Food processing is typically the second largest source of environmental impact from food and beverage products and is generally the area the food industry has focused its sustainability efforts on to date. Food processing constitutes 25 percent of all water consumption worldwide and 50-80 percent of all water used in industrial countries. Further, it is estimated that 7 percent of the food supply is wasted at the point of processing.
Processing food with minimal inputs including water, raw materials and energy will reduce the total impact of food processing.

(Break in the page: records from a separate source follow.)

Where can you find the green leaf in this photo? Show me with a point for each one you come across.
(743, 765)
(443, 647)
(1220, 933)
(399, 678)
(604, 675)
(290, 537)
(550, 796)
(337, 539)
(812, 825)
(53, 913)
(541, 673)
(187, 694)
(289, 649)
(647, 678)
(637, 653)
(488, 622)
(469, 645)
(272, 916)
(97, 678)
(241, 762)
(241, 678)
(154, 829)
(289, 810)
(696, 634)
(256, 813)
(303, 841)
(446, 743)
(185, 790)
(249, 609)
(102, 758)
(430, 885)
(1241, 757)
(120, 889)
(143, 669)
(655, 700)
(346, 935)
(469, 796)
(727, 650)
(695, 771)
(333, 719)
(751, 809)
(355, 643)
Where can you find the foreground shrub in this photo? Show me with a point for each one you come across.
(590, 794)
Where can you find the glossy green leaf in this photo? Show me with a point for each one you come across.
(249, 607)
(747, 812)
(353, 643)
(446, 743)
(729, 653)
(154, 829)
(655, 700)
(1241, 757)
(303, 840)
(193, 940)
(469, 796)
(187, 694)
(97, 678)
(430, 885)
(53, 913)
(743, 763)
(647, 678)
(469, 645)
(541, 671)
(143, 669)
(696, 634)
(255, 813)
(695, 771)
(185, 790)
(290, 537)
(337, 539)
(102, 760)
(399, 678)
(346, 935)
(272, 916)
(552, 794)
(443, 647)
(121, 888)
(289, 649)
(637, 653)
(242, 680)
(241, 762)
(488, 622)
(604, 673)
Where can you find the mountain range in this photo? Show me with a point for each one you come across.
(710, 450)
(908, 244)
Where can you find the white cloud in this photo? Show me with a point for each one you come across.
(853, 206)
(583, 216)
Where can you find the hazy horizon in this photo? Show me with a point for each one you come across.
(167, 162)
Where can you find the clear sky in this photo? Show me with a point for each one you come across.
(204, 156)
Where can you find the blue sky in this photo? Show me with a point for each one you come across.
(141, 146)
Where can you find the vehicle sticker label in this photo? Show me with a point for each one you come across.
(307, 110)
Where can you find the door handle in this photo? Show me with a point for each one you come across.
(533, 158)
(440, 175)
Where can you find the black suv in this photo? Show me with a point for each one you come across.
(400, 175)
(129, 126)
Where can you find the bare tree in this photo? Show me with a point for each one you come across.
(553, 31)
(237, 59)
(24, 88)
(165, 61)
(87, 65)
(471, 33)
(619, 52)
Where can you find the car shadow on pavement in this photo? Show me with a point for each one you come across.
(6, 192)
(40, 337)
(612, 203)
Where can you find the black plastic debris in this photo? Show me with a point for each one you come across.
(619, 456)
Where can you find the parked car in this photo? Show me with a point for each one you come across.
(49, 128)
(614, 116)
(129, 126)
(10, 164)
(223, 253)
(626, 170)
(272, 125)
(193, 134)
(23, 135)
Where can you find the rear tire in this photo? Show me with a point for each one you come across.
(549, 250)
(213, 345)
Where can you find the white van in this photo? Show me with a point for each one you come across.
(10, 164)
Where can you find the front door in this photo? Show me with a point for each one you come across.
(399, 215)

In addition, processors should aim toward using renewable energy or process wastes to produce energy.
Packaging and Disposal
Packaging helps deliver safe food and has had limited contribution to the total environmental impact of food. However, it has been found that more than 95 percent of the environmental impact of packaging is from the production of the package. The remaining 5 percent is in the package disposal. Thus, efforts for packaging should focus on reducing material use and using recycled content. For example, Kellogg Co. uses recyclable cartons with 100 percent recycled content and at least 35 percent post-consumer material in its cereal boxes, reducing total energy needs to produce the package.
Distribution and Use
The contribution of distribution and use on food’s environmental impact varies widely. Key considerations are distance and mode of transport of the food product and the amount of energy needed to store and prepare the food for consumption. Distribution should be as efficient as possible. Air transit of food is the least efficient distribution option, and alternatives should be found. For example, General Mills sends 80 percent of its shipments to the U.K. by sea, typcally the least energy-intensive distrubution option. Distrubution systems should also leverage new technologies and redesign distrubution channels to find further efficiencies. For example, Nestle utilized dual-temperature vehicles to reduce transportion by 7 percent in its Argentina operations.
Providing safe and nutritious food remains a leading priority of the food industry. These issues overlap with the life cycle considerations outlined above. For example, food safety is linked to agricultural practices, with factory farming and high-speed processing of animal products associated with foodborne pathogens. Practicing such sustainable practices has proven benefits. The World Business Council for Sustainable Development has found businesses that incorporate sustainable practices have had greater financial success with lower production costs, improved product function and quality, increased market share, improved environmental performance, better relationships with stakeholders, and lower risks. Further, a recent study found that companies committed to sustainability financially outperformed industry averages by 15 percent over the six months from May through November 2008—a key point during the recent economic downturn. Finally, consumer interest in sustainability is growing. Consumer interest in sustainable products grew from around 50 percent in 2007 to 70 percent in 2010. As a result, a life cycle approach to sustainability may be the best way to protect a company's value as well as the future generation’s food supply.